Tek göz oda. Sıvasız. Taş yığını duvarlar. Mutfak yok. Tuvalet yok. Tuvalet dışarda. Koltuk yok. Sandalye yok. Tabure yok. E karyola olacak hali yok. Yatak yorgan kenarda istiflenmiş, yatak yırtık. Buzdolabı zaten yok ama, dolap bile yok. O arkada gördüğün, bi duvardan öbür duvara çekilmiş ip var ya, sadece çamaşır kurutmak için kullanılmıyor, dolap o... Ne kadar giysi varsa ipin üstünde, çorap dahil. Yorgan denklerinin altındaki boş yoğurt kasesi, çekmece işi görüyor. Duvara takılmış olan poşet, üst çekmece. Bir başka paslı çiviye takılı takvim var. Hayatın devam ettiğine dair tek belirti bu takvim... Her sabah özenle bir yaprak koparıyorlar, bugün bu evdeler, yarın bu evdeler, ertesi gün gene bu evdeler!

*

Odanın göbeğinde odun ateşi, hem yemek pişirmek için, hem ısınmak için... Masa ne arasın, yer sofrası bile yok. Kilimin üstüne bez seriyorlar, sofra oluyor. Tencere tabak tel dolabın raflarında ama, adı tel dolap, rafı var, teli yok, biraz un, biraz şeker, yarım paket bulgur, hepsi bu kadar, hepsi açıkta. Çatal kaşık, leğenin içinde. Tek pencere var, pencerenin kanadı yok, sadece ışık girsin diye sabit cam... Hava girsin istiyorsan, kapıyı açmak zorundasın. Kilidi yok.

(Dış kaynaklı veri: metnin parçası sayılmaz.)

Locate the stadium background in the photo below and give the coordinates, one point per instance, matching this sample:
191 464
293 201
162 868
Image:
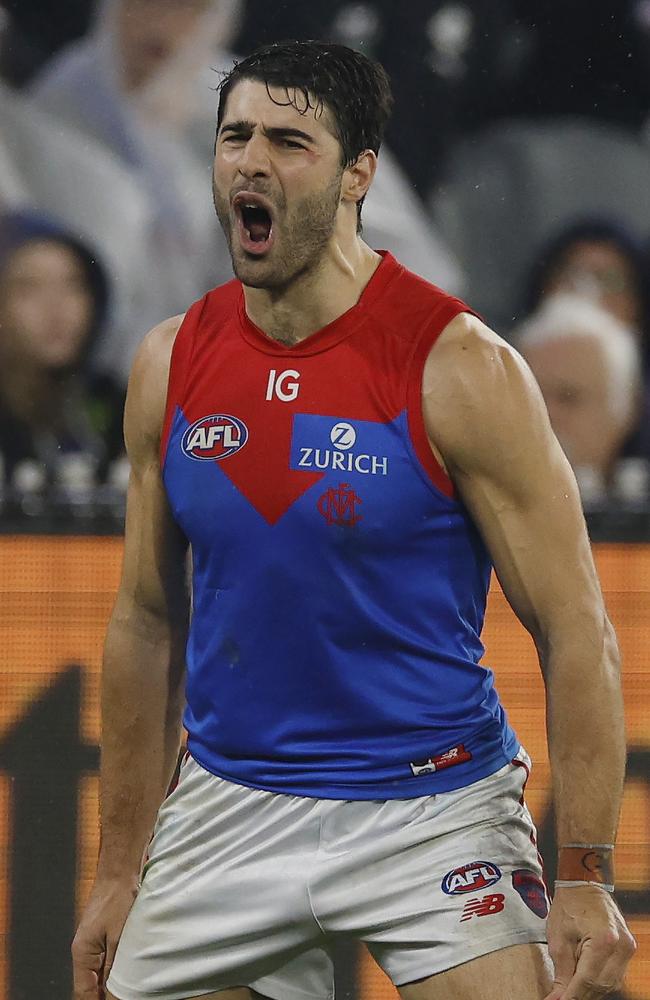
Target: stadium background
57 580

Oklava gibi bi tahta var, kapıyı örtünce menteşedeki oluğuna o tahtayı takıyorsun.

*

Gaz lambası...
Memleketi ampul yönetiyor güya ama, bu ev gaz lambasıyla yaşıyor!

*

Zeliha’nın eviydi burası.
Tarikat yurdunda diri diri yanarak can veren evlatlarımızdan, Zeliha’nın evi.

*

Sare
Semanur
Gamze
Nurgül
İlknur
Sevim
Tuğba
Sümeyye
Cennet
Bahtınur
Zeliha.
El ele buldular onları.
Alevler etrafı sarıp, çatı lime lime çökmeye başladığında odanın ortasında çaresizce birbirlerine sarılıp, el ele tutuşmuşlardı.

*

Biri altı yaşındaydı.
En büyüğü henüz 11.

*

Ve dün öğreniyoruz ki, soruşturma nihayet sona ermiş... Bu çaresiz çocuklarımızı tarikat yurduna yönlendiren milli eğitim müdürüne sadece “kınama” cezası verilmiş, tarikat yurdunda sanki denetim yapılmış da her şey dört dörtlükmüş gibi sahte rapor düzenleyen iki memura da “birer günlük maaş kesim cezası” vermekle yetinilmiş.

*

11 kınalı bebek.
Kına gitsin.

*

Haritadaki yerini bile bilmediğin Myanmar’a artistik gözyaşları dökeceksin, milyon liralık avanta kol saati takan hırsız bakanları rabia işaretiyle alkışlayacaksın, dağıtman gereken kurbanı kendi dolabına istiflemek için kurban bayramından önce çaktırmadan derin dondurucu alacaksın, yoksul ve çaresiz kız çocuklarımızın tarikat yuvalarında diri diri yakılmasını “kınama”yla geçiştireceksin öyle mi?

*

Biz Atatürkçüler zaten gayet iyi biliyorduk ama, ısrarla görmek istemeyenler de ibretle, utançla, veballe öğrenmiş oluyor.
Kindar nesilden insan çıkmıyor!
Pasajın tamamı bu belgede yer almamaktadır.